The reservoir known as Lake Powell has lived out its purpose, to “harness excess water” for the Upper Basin. The time of excess, if it ever existed, is gone. In the coming two years, Powell is forecasted to drop within feet of power pool elevation. It is clear the West never needed it to thrive. It is time for a new path forward. A path that does not put humans above nature, instead it puts us within its laws and boundaries. This begins with restoring the Colorado River through Glen.

Why now? Because right now we have a brief moment before we launch over the edge of a seven-state, two-nation water crisis. Now because we have yet to see the worst impacts of climate change, which will continue to reduce flows on the river. Now because as the reservoir drops to unprecedented levels, it moves the insidious mud delta into the canyon. Now because Glen Canyon is already showing us it can be restored.

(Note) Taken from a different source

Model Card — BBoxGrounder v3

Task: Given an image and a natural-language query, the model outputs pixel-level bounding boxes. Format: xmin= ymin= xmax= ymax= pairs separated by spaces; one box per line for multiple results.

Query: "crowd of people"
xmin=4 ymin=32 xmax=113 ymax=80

In my work I have gotten to see a slice of Glen Canyon. I have parked a boat at a beach once 170 feet under water. I walked away from the dead reservoir and up amazing living canyons – sinuous and winding sandstone, full of grasses, reeds and rushes. Wildflowers and orchids growing where there was once still water. Streams and creeks lead me to huge grottoes, alcoves, tall walls where ravens soar and canyon wrens sing their everlasting song to the desert. Chambers and arches so awestriking, it is beyond comprehension that they were ever flooded. Places that we thought lost forever. But we know now – when given the chance – they return quickly and in defiance of our meddling.

Now because inaction is dooming the canyon’s future. Glen Canyon was the heart of the Colorado Plateau. It stretched 180 miles through a national park-quality landscape. It was a splashy, playful section which transported travelers through a desert wonderland. The river met towering red rock walls soaring high against a blue sky.

Without Lake Powell burying it, I have seen that the canyon returns. But, with the load of silt that is moving like a brown glacier down the stream as a result of inaction on a quick drawdown, we could lose much of the glory that once was. Now is the time to release the river, which could stop this mud from clogging more of Glen Canyon.

Right now, we are being forced to plan for a future with less water. Climate models, rates of use and an over-allocation from the start tell us that we must adapt. Adaptation looks like new ways of using and storing water in the West. It means we cannot continue to pretend that the folly of giant dam building in the 20th Century is working. The water to fill these giant reservoirs does not exist. The water that does exist is being sent downstream and used to grow cattle feed in the desert. This is an unsustainable practice.

Now because, in 2026, our decision-makers will pass new guidelines to tell us how to manage this resource. We must change the outmoded and defunct paradigm in that plan. We have a moment – now – to envision and innovate a new path.

Now is the time to restore Glen Canyon because humanity needs hope. What will our legacy be? A parched and divided West? No. We must believe we can do better. Glen Canyon can be that hope. It can be the message we leave behind for future generations. They will know that we did what we could to restore a river, and save what was left. That we did what we could to make the world a more sustainable place for them, and for nature.

Jack A. Stauss

Jack A. Stauss, Salt Lake City, is outreach director for the Glen Canyon Institute.